If you're old enough to understand the title of this posting, you'll know what I mean. As Tyler notes, Chairman Bill turns 50 this year, and Microsoft is now 30 years old. Those are notable milestones, and it makes you realize that MS has been around since the dawn of the PC, and is really an elder statesman rather than a firebrand startup. In the 60s, the mantra of "don't trust anyone over 30" said a lot about the generation gap that was reshaping American culture and values.
Well, it's starting to look a bit that way now with Microsoft. As I noted in yesterday's posting, Bill Gates is on a whistle-stop tour of major campuses that have been key feeders for Microsoft talent. It's not 1975 anymore, and Microsoft no doubt is starting to see there's now a generation gap between what's important to today's grads and the options they have now, compared to where Microsoft is on their radar. Microsoft was always the gold standard for grads looking for tech careers, but in the emerging world of Web 2.0, companies like Google are looking more and more like the companies of choice.
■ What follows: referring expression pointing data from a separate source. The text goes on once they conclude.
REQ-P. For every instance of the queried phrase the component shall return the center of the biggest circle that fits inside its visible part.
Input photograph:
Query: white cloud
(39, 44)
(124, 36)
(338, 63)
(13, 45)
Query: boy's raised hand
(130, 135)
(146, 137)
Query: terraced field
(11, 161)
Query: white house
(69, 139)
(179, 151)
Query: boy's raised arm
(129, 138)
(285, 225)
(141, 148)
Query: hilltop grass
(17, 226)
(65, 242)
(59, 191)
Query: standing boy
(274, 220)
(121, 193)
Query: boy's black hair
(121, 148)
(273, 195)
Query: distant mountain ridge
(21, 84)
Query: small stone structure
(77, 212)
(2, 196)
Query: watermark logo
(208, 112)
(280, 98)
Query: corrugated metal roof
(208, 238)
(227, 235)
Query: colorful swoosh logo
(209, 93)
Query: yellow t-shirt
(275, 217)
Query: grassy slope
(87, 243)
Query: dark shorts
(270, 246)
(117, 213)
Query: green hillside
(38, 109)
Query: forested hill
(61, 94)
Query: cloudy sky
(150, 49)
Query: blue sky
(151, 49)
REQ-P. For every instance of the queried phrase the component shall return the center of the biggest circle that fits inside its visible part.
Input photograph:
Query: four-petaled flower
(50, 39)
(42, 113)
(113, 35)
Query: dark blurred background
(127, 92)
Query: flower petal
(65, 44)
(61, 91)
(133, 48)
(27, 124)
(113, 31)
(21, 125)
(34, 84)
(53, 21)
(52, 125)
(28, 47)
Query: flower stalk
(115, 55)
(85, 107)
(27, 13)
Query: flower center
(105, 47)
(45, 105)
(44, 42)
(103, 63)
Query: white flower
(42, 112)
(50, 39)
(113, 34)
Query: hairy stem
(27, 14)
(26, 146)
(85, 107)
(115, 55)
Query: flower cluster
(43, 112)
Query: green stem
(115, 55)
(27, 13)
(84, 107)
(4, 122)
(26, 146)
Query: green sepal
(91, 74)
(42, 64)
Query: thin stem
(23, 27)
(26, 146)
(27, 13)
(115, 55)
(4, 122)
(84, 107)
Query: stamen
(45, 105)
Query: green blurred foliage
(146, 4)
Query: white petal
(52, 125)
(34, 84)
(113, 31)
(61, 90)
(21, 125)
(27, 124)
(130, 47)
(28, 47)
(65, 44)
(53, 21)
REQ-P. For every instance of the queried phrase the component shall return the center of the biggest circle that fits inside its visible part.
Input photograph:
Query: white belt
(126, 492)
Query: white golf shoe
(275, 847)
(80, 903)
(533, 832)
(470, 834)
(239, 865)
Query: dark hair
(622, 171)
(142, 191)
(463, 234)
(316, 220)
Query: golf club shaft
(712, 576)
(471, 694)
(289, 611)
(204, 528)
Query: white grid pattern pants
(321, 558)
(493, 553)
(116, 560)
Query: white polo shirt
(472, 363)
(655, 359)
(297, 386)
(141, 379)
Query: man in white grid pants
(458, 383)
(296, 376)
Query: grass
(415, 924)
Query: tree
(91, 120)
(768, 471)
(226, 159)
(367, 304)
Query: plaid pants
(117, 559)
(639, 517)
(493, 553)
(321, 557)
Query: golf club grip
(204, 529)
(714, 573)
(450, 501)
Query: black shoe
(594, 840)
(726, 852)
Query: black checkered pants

This just strikes me as another example of how the Internet is maturing into a platform that could eventually supplant software as the way we access and utilize PC applications. Bill Gates certainly sees this, and the tone of his address in Waterloo yesterday was all about how cool software is, and that this is the place to be. While this is the Microsoft world view, the bigger question is whether today's tech and engineering grads agree. The jury is out on that one, but it's clear that Google is giving them a serious run for the best and brightest.